Peter Letang, a well-off New York banker, returns to his small working-class Rhode Island town that he left screaming 20 years ago to settle the affairs of his deceased grandmother. Having lost his wallet on a bus and finding that his friends are unable or unwilling to wire him money, he reluctantly trudges off in the snow toward the home of a childhood friend, Donald. Donald is home and ecstatic about Peter’s return. He’s not about to let him leave so easily.
Thus begins a mash-up of the homecoming, a man-child, and buddy comedies. Donald (as played by director Kris Avedisian), is a creation of comic genius and heartbreaking familiarity. With his mangled mullet, oversized glasses, and predilection for flannel, he looks somewhat like a cross between American Movie’s Mark Borchardt and any random 1970s soft rocker.
Donald encapsulates the eternal stoner who believes junior high was the apex of his existence. Still living in his childhood room in his mom’s attic and working part-time at the local bowling alley, he is thrilled to have his childhood buddy back home. Donald has an open heart, a gregarious way about him, and a serious delusion about his place in the world.
As he works to get Peter the $80 needed for the bus back to NYC, Donald is subjected to humiliation after humiliation that he brushes off with a pained smile and a “They’re just kidding around” attitude that underscores the hilarity of the movie. And there is hilarity. When Donald speaks, he begins with an idea that slowly builds up speed as his enthusiasm kicks in, and he starts free associating with startling effect until you get a torrent of words that leave you breathless with laughter.
For example, Donald imagined Peter’s return would be heralded with Peter riding into town on a motorcycle, with locks of long hair whipping in the wind. This vision somehow morphs into the muscular Peter vanquishing his enemies and having their keepsakes braided into said hair. The enthusiasm that Donald invests in this story is riotous. As Donald winds down, there is a beat as Peter stares at him for a moment and says drily, “This must be disappointing.”
Peter (Jesse Wakeman), by contrast, is tightly wound and reserved and slightly irritated at everything around him.
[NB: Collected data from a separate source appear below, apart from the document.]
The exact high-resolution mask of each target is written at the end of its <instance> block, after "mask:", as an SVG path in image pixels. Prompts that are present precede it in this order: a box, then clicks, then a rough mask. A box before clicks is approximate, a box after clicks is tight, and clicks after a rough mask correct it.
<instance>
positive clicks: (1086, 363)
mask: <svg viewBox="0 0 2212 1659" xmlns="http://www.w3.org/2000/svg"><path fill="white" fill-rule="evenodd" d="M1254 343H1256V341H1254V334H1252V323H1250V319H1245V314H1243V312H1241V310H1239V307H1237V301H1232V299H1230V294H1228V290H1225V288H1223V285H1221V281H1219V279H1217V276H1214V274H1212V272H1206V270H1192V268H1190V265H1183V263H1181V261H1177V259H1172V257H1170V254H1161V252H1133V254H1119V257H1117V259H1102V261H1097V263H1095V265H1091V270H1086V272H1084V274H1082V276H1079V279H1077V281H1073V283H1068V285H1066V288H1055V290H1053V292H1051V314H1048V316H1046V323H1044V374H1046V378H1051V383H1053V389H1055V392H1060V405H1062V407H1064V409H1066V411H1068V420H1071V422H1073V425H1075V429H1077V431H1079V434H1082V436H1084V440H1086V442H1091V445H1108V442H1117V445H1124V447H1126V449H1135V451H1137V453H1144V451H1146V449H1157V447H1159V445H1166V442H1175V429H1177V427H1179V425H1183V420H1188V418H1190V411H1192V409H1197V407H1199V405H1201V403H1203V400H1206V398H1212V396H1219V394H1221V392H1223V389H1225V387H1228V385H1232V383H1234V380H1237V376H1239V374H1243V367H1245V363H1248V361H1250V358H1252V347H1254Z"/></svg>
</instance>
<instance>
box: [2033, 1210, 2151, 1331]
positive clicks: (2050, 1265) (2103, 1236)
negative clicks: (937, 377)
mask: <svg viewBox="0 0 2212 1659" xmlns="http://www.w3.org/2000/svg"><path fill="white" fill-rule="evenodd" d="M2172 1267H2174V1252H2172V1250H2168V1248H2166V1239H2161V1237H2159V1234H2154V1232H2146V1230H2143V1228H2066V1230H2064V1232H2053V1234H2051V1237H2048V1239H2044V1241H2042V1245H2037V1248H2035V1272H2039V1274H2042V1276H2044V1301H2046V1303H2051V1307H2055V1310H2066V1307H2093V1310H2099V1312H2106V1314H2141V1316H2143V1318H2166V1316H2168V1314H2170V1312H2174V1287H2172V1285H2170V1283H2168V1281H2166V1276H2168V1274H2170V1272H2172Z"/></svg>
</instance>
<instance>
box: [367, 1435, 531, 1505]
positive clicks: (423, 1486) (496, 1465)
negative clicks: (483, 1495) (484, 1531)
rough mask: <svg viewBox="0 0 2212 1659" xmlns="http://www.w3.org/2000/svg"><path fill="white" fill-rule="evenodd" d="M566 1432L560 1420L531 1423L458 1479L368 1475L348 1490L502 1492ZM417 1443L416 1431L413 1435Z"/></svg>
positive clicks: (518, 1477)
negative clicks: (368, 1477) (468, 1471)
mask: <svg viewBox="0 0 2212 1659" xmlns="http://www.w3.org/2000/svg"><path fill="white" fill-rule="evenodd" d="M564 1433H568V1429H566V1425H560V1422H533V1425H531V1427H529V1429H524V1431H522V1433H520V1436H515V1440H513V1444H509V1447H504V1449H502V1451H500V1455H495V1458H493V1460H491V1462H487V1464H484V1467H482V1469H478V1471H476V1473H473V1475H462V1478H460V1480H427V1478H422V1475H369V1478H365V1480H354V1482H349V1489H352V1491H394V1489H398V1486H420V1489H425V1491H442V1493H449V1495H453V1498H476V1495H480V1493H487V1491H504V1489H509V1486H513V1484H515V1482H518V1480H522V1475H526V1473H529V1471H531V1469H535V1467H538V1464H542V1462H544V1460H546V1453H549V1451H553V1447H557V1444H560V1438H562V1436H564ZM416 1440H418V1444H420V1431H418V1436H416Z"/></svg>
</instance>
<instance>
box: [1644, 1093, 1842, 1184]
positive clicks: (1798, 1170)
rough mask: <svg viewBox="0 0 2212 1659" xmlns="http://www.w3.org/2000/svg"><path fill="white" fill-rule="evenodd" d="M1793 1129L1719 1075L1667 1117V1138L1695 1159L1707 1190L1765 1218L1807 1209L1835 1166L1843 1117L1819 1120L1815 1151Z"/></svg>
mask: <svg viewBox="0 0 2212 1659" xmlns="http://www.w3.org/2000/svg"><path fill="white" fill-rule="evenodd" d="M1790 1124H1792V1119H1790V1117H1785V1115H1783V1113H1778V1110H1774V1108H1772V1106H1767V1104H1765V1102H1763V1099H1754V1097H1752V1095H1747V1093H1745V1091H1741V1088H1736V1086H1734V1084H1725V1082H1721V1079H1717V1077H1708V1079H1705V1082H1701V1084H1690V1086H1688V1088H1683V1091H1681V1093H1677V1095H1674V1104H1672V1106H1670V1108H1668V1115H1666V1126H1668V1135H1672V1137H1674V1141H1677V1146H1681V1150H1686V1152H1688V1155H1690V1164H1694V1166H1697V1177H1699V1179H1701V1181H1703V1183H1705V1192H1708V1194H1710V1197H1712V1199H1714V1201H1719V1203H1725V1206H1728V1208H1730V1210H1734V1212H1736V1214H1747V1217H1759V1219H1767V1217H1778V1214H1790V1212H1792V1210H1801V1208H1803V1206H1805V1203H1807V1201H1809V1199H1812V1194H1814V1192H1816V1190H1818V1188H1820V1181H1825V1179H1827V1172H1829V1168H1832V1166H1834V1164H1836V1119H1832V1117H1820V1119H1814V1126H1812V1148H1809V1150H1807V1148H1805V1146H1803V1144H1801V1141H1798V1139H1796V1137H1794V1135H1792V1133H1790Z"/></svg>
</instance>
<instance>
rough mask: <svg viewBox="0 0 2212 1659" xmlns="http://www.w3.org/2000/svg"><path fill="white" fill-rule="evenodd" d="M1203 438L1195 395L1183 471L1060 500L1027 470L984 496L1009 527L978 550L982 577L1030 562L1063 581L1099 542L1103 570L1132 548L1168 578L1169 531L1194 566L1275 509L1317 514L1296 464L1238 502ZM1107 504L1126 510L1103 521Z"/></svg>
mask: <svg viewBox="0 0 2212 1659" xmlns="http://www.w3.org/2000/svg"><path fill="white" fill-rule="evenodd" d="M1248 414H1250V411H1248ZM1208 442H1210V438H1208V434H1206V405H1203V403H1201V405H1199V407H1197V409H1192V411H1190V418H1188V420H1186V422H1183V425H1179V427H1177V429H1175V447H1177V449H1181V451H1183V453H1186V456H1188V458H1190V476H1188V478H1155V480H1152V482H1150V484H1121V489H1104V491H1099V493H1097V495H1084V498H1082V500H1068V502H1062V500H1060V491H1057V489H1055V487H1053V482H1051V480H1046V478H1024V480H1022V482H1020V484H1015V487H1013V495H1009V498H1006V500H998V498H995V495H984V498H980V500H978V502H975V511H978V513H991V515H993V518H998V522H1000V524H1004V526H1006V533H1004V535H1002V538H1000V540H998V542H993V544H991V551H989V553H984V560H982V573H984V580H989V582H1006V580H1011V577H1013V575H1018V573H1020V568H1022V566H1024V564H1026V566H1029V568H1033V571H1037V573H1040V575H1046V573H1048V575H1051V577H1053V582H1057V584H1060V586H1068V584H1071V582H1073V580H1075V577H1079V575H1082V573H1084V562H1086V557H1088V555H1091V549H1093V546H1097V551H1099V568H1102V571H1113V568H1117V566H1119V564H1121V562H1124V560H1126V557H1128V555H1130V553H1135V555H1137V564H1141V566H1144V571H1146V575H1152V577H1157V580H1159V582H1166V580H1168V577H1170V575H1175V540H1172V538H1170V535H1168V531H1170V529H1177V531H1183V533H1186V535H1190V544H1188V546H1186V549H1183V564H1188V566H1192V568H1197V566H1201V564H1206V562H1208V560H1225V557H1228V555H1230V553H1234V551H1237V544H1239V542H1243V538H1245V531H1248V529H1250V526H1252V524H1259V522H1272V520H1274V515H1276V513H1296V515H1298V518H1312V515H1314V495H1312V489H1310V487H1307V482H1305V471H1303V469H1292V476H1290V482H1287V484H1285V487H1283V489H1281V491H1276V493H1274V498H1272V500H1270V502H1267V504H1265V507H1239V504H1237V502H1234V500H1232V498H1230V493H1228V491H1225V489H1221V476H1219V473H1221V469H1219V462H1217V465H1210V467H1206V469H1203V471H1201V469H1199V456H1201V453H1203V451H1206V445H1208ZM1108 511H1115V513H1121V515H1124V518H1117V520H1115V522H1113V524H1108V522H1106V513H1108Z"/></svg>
He seems as if he’s under the constant impression that someone just farted and left the room. You match that with Donald’s shaggy puppy enthusiasm and you get a sort of yin-yang of embarrassment.
A perfect example of this is in the deceased grandmother’s nursing home, where Peter discovers that Donald has been pretending to be him for the past six years—Nonna was too far gone to tell the difference. While Donald explains that he knew his behavior was wrong, but it came from the heart, Peter stares straight ahead, mouth twitching ever so slightly until he spastically bolts out of his seat and leaves the room.
The meat of the story is how the relationship between Donald and Peter evolves. At first, Peter is, as most of us would be, somewhat embarrassed by Donald. As the film progresses, Peter notices how the town sees Donald and how he, when he was younger, actively participated in cultivating that viewpoint, and his view softens.
Kudos also to Louisa Krause for an assist. Krause, one of the more interesting young performers around, plays the real estate agent selling Nonna’s house and who always has had a thing for Peter. With a few broad strokes obscuring the subtlety underneath, she essays a straightforward young woman who wants to consummate a high school crush and doesn’t quite get what she bargained for.
All in all, Donald Cried manages to be very funny, very queasy, and deeply, deeply honest. A winner.